The job was as an evening student services counselor, and if you think back to 1992, UMBC had Pine as our email, half of our information was not online, and we did have several programs that students could come pretty close to completing in the evening. My office was a little reconverted storage room right off the main registrar’s desk, which is still an office for someone over there.

I was the advisor. I was the person who did student IDs and laminated them, I did everything for them. We were a one stop shop for anybody at night. It was a great job; I enjoyed working with that population. It was a lot of nontraditional students, and learned a lot about the campus. I had to know a lot about the campus. I was even the person who jump started cars in the winter.

There weren’t many things open at night then. There was no place to get a drink. There was no place to get food. Nothing. It was vending machines and whatever you brought with you.

What makes UMBC special:

I have had the privilege of doing things that, at other institutions, I would have never been considered for. Yes, there is a hierarchy that you must respect, and that’s true of any institution. But we’re not so ingrained in what we do at UMBC that we don’t integrate people into new places all along the way. It’s something I just don’t think institutions that are older and more traditional do.

I do think UMBC is a community of care, and I don’t take that for granted. I think if we take it for granted, it can change.

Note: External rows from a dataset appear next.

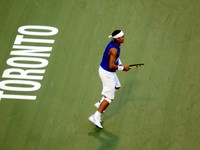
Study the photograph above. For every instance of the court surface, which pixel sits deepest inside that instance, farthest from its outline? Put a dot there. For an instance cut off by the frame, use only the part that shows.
(157, 107)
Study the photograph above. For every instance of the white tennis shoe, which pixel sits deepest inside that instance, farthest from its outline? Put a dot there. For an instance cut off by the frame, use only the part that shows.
(96, 121)
(97, 104)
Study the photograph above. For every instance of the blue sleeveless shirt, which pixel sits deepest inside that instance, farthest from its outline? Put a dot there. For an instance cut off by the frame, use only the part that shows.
(105, 60)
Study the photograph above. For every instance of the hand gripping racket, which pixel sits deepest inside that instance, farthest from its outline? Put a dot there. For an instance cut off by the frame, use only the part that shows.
(136, 65)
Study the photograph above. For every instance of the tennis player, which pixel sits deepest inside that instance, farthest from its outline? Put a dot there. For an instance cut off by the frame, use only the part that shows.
(107, 71)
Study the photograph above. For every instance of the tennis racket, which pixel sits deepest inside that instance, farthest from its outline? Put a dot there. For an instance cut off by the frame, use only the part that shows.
(136, 65)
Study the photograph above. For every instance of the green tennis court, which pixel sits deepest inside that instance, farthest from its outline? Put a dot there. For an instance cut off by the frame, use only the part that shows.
(48, 94)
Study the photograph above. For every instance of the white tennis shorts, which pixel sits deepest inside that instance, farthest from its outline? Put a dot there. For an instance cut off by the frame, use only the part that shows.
(109, 82)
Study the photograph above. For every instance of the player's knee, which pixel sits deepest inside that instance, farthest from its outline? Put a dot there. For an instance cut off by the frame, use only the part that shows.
(117, 88)
(108, 100)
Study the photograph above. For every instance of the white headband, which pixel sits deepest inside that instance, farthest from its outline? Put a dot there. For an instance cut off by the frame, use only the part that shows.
(120, 34)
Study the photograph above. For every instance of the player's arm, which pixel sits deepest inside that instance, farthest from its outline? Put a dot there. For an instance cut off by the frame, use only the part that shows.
(113, 54)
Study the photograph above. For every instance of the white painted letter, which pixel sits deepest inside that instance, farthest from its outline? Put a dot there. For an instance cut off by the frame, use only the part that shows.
(48, 30)
(12, 96)
(22, 74)
(33, 86)
(20, 38)
(38, 51)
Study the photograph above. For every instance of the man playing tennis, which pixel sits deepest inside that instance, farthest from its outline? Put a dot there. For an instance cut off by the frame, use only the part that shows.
(107, 71)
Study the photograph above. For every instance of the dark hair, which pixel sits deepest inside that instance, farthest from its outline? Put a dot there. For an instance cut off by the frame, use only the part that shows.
(115, 33)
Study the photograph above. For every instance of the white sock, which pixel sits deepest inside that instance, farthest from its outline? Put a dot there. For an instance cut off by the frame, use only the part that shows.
(97, 114)
(102, 99)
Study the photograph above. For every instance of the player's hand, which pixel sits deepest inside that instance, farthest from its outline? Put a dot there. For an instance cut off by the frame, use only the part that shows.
(126, 68)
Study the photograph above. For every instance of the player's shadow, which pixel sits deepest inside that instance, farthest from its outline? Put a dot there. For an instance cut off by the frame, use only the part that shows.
(107, 139)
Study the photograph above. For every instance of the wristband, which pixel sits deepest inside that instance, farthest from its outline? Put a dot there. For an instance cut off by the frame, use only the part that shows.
(121, 68)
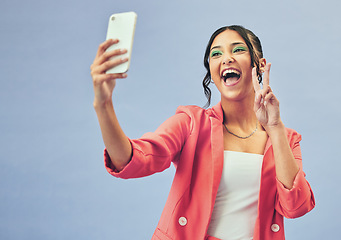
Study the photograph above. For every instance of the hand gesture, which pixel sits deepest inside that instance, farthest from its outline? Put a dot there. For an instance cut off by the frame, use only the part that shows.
(104, 84)
(266, 105)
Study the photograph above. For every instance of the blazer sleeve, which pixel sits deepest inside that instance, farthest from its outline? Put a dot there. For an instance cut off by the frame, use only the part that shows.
(154, 151)
(297, 201)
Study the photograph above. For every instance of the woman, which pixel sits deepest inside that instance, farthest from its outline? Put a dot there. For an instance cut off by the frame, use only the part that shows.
(238, 169)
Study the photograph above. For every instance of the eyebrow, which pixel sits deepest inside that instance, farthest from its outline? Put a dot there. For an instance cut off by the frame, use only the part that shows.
(232, 44)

We don’t always have a lot of funding for all of our good ideas. In my experience, UMBC has never seen a good idea it didn’t like, which is a plus and a negative. We are learning how to be more strategic about the things we think are good ideas to be funded and implemented, and I think that will serve us well. But I would not want this institution to be any less dynamic. I think that is what keeps it interesting and creative. But we have to be thoughtfully dynamic. For example, student success models. What are the things we really want to establish? How do we establish those, and then still manage experimental change, and stay a dynamic place?